For purposes of this opinion, we have examined originals or copies, certified or otherwise identified to our satisfaction, of the Indenture, the Company’s Amended and Restated Certificate of Incorporation, as amended, the Company’s amended and restated By-laws, resolutions of the Company’s Board of Directors, certificates of representatives of the Company and such other documents, corporate records, certificates of public officials and other instruments, and have considered such matters of law, as we have deemed appropriate as the basis for the opinions set forth below. We have assumed the authority of the Trustee to be a party to the Indenture and any supplemental indenture to be entered into in connection with the issuance of any Debt Securities and to authenticate the Debt Securities. In all cases, we have assumed the legal capacity of each natural person signing any of the documents and corporate records examined by us, the genuineness of signatures (including electronic signatures), the authenticity of documents submitted to us as originals, the conformity to authentic original documents of documents submitted to us as copies and the accuracy and completeness of all corporate records and other documents, instruments, certificates and information made available to us by the Company.

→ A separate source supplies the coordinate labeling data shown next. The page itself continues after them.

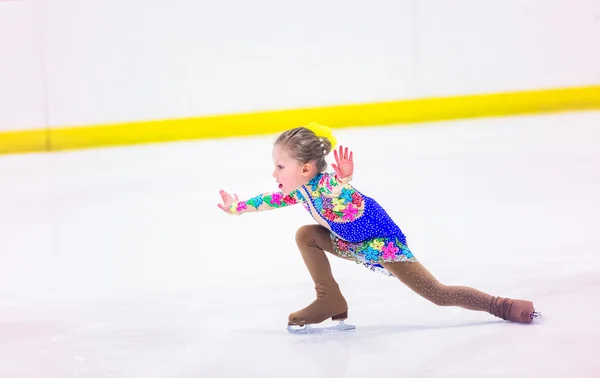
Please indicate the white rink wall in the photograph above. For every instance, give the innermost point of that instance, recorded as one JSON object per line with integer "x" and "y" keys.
{"x": 73, "y": 62}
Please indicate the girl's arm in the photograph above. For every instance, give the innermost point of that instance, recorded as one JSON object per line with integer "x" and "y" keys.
{"x": 261, "y": 202}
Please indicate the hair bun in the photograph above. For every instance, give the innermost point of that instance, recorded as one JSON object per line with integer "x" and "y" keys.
{"x": 323, "y": 131}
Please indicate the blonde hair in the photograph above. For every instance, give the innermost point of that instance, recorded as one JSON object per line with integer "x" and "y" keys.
{"x": 303, "y": 144}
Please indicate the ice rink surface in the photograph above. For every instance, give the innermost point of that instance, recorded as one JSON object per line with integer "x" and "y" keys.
{"x": 118, "y": 262}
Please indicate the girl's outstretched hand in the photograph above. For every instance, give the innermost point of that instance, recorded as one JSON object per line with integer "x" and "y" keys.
{"x": 227, "y": 200}
{"x": 344, "y": 163}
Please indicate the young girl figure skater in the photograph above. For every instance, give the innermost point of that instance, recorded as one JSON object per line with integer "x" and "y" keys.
{"x": 353, "y": 226}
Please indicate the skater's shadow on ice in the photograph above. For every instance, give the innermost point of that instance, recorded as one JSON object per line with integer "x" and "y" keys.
{"x": 403, "y": 328}
{"x": 367, "y": 331}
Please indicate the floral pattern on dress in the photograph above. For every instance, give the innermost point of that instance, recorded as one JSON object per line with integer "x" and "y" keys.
{"x": 372, "y": 253}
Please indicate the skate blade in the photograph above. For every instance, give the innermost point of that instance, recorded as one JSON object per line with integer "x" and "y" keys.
{"x": 307, "y": 329}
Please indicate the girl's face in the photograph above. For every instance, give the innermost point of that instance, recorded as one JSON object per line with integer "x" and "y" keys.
{"x": 289, "y": 173}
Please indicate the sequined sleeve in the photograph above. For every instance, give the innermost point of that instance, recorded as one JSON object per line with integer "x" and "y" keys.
{"x": 330, "y": 185}
{"x": 265, "y": 201}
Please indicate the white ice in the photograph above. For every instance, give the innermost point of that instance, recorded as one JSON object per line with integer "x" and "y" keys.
{"x": 118, "y": 263}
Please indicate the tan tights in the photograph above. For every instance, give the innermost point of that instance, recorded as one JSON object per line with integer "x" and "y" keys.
{"x": 314, "y": 239}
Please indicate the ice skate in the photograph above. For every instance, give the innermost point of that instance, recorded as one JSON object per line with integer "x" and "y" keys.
{"x": 514, "y": 310}
{"x": 330, "y": 303}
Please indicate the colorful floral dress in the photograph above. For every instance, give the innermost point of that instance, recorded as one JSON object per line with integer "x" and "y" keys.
{"x": 361, "y": 229}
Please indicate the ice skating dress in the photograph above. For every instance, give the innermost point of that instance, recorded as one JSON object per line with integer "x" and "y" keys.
{"x": 360, "y": 229}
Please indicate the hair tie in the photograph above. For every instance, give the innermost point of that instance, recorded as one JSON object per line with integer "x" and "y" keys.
{"x": 322, "y": 132}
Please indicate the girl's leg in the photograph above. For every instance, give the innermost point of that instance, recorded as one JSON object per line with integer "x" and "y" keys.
{"x": 313, "y": 241}
{"x": 420, "y": 280}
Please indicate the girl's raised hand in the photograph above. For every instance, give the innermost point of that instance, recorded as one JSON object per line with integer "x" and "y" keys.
{"x": 227, "y": 200}
{"x": 344, "y": 166}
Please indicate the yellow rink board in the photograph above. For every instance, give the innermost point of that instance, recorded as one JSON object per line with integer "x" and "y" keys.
{"x": 267, "y": 122}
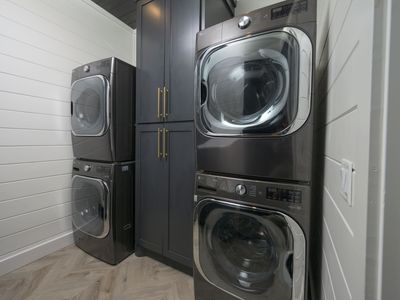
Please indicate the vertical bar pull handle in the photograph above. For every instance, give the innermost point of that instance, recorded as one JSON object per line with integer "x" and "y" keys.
{"x": 159, "y": 103}
{"x": 165, "y": 94}
{"x": 165, "y": 136}
{"x": 158, "y": 143}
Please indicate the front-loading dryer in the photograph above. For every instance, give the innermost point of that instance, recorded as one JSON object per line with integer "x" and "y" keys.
{"x": 103, "y": 111}
{"x": 254, "y": 97}
{"x": 250, "y": 239}
{"x": 103, "y": 209}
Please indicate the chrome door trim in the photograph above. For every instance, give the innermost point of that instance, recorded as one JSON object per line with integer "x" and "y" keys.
{"x": 304, "y": 89}
{"x": 107, "y": 105}
{"x": 106, "y": 228}
{"x": 299, "y": 257}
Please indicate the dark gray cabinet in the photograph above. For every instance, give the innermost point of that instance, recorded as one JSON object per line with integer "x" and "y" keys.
{"x": 166, "y": 43}
{"x": 151, "y": 189}
{"x": 150, "y": 60}
{"x": 165, "y": 186}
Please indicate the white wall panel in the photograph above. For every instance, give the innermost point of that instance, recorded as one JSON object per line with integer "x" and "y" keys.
{"x": 344, "y": 76}
{"x": 37, "y": 186}
{"x": 23, "y": 137}
{"x": 29, "y": 154}
{"x": 31, "y": 104}
{"x": 27, "y": 120}
{"x": 24, "y": 205}
{"x": 33, "y": 235}
{"x": 40, "y": 43}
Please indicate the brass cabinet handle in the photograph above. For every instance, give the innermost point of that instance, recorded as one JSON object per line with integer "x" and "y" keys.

Based on the foregoing, and subject to the qualifications, limitations and assumptions stated herein, in our opinion, when any supplemental indenture to be entered into, or any officers’ certificate to be delivered, in connection with the issuance of any series of Debt Securities has been duly authorized, executed and delivered by the Company and the Trustee (if applicable); the specific terms of a particular series of Debt Securities have been duly authorized and established in accordance with the Indenture; and such Debt Securities have been duly authorized, executed, authenticated, issued and delivered against payment therefor in accordance with the Indenture and the applicable underwriting or other agreement as contemplated in the Registration Statement and applicable prospectus supplement to be included in the Registration Statement, such Debt Securities will constitute valid and binding obligations of the Company, enforceable in accordance with their terms, except as (a) the enforceability thereof may be limited by bankruptcy, insolvency, reorganization, fraudulent transfer, moratorium and other laws now or hereinafter in effect relating to or affecting the enforcement of creditors’ rights generally and (b) the availability of equitable remedies may be limited by equitable principles of general applicability (including, without limitation, standards of materiality, good faith, fair dealing and reasonableness) regardless of whether considered in a proceeding at law or in equity.